In the forum on educating children and families, a Cree grandmother talks about how she taught beadwork to her granddaughter and this helped keep her in school.
The forum on language and culture room was full beyond capacity. (They say traditional language and culture are the most important parts of Indigenous nations and, apparently, the elders treat it this way.)
The forum on reconciliation was — ironically — nearly empty. The discussion was best summed up by a Mi’kmaq elder: “Reconciliation is a nice word, but means nothing if we have nothing to eat and drink.”
I spend nearly the entire afternoon in the forum on missing and murdered Indigenous women and girls.
I hear stories shared by family members of women such as Elaine Freida Alook (last seen in 2004 outside of Fort McMurray, Alta.) or Misty Faith Potts (who went missing in 2015) or Christine Wood (murdered in Winnipeg in 2016). I hear stories of police refusing to investigate rape and abductions. I hear stories about murdered men such as Darcy Lizotte from Slave Lake, Alta., too.

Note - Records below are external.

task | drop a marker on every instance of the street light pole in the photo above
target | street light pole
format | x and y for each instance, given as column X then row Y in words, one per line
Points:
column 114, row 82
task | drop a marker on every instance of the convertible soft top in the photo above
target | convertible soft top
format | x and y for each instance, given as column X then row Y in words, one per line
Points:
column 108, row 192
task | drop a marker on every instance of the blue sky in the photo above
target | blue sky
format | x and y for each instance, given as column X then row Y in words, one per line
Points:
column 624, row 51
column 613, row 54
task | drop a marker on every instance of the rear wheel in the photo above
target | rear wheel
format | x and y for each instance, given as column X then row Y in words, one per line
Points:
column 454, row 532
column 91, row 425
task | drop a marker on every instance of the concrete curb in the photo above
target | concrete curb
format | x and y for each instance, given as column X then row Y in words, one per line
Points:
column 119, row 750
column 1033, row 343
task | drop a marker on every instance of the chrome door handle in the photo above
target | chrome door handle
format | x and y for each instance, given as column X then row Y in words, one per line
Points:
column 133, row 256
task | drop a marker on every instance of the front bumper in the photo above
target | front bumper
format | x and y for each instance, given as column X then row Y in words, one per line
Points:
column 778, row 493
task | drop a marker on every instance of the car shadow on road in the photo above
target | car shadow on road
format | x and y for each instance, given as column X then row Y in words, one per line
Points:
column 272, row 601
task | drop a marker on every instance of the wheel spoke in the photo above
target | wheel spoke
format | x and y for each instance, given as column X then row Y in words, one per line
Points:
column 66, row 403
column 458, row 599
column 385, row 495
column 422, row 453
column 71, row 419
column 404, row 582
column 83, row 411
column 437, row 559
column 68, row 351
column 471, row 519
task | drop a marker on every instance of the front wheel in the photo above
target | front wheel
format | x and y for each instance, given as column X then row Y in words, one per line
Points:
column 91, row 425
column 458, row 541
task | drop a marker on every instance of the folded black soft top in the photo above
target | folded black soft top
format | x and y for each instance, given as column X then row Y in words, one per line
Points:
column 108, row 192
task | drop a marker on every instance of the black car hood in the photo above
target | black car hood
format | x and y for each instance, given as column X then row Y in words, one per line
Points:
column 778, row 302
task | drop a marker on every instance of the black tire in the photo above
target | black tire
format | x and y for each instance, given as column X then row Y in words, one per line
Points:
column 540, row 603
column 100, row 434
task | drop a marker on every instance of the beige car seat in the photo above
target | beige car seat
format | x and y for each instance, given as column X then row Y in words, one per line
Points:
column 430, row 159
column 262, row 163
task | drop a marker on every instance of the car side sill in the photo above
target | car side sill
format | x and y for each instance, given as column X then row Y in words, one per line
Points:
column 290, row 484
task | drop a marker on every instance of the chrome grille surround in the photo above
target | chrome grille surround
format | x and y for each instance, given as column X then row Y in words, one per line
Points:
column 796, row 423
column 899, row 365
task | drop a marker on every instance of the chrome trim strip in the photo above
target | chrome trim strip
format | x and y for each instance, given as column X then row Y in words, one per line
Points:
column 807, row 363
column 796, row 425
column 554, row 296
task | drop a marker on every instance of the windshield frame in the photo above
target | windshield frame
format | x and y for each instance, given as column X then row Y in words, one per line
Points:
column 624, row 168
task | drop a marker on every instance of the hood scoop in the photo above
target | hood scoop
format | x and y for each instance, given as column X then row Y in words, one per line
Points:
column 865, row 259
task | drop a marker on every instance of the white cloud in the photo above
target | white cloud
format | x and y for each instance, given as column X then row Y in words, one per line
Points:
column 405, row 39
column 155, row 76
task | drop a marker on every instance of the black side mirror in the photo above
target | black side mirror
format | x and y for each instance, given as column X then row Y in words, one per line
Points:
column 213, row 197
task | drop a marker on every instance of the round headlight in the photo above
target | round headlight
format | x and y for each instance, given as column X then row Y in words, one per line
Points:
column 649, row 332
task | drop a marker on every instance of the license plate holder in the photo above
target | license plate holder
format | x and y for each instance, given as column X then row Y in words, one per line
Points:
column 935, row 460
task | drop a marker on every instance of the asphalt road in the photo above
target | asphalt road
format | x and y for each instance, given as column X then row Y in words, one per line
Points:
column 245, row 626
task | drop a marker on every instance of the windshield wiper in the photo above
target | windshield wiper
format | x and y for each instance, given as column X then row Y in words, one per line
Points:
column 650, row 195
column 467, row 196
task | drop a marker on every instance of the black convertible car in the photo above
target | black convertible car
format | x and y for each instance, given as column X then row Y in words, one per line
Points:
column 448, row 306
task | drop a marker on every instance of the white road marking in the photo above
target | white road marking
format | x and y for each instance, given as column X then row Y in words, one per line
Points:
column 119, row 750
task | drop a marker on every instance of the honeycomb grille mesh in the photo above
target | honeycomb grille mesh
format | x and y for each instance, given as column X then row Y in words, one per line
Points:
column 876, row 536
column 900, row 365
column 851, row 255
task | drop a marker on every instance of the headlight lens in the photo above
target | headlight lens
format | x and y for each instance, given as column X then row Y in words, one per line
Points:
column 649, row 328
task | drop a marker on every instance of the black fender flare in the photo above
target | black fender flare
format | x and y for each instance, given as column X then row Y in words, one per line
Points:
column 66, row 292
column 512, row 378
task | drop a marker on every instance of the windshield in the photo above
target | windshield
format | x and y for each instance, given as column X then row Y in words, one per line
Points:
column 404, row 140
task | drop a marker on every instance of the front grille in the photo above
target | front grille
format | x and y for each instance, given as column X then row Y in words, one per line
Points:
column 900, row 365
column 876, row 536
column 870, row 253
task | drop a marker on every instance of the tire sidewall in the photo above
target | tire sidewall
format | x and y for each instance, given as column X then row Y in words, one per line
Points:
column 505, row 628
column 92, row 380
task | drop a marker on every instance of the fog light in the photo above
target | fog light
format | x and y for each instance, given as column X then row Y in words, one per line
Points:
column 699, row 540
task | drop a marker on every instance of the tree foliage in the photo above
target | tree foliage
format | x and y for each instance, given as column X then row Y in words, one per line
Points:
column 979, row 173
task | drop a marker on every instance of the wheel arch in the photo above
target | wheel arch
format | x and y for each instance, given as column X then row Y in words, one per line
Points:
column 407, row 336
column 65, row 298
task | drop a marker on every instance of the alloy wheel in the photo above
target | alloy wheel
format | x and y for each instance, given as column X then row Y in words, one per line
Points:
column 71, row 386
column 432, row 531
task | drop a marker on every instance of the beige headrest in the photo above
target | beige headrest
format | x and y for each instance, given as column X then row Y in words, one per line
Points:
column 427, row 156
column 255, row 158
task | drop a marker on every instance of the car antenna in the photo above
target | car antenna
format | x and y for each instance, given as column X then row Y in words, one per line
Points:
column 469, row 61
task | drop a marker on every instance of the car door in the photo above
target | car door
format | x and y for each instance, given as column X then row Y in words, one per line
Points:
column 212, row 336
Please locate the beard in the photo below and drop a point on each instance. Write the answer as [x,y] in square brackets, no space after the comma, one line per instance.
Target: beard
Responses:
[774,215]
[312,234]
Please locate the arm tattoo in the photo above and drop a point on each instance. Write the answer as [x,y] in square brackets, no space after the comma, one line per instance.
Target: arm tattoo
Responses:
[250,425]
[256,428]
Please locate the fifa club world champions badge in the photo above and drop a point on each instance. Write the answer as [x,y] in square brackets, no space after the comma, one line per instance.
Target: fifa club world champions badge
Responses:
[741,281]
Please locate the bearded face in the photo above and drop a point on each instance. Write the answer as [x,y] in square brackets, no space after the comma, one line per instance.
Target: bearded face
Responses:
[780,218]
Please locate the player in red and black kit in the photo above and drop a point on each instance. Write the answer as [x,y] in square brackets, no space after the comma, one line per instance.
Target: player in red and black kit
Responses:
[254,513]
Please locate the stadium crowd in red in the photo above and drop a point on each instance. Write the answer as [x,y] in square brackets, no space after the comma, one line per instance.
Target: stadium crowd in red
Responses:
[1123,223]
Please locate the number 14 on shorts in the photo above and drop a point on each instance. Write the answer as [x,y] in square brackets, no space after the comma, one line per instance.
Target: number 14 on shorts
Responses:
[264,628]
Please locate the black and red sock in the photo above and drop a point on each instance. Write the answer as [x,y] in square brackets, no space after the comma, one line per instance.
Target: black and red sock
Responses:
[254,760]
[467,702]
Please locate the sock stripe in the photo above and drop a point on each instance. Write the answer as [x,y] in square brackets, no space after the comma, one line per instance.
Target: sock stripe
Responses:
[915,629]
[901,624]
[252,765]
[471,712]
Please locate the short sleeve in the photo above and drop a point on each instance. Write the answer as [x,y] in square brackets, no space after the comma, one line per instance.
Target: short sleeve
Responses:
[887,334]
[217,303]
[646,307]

At one point, Winnipeg MMIWG activist Alaya McIvor gets on the microphone and asks the crowd of 500 who had a family member missing or murdered. Over half put up a hand. I hear so much bravery and dignity in stories of brutality and violence, I am overwhelmed.
The last speaker is elder Lily Jorgensen from the Nisga’a Ts’amiks Vancouver Society, who works in the lower east side of Vancouver with sexually-exploited workers. She tells the crowd: “The only way we will save our children is if we unite as a people. When we are together, caring for one another and our children, nothing and no one can hurt us.”
Love. What a revolutionary idea.
And this was just Day 1.
The term “elder” is a title, of course, but it’s really a verb rather then a noun.
An elder is someone who is kind, funny, patient, sharp, and ready to inspire a hard conversation. Being an elder isn’t something someone reaches at a certain age, but a state of being one is.
While I’m leaving, I’m asked 10 different times if I am coming back.
I say, yes, there are more footsteps to walk in.
niigaan.sinclair@freepress.mb.ca
Niigaan Sinclair is Anishinaabe and is a columnist at the Winnipeg Free Press.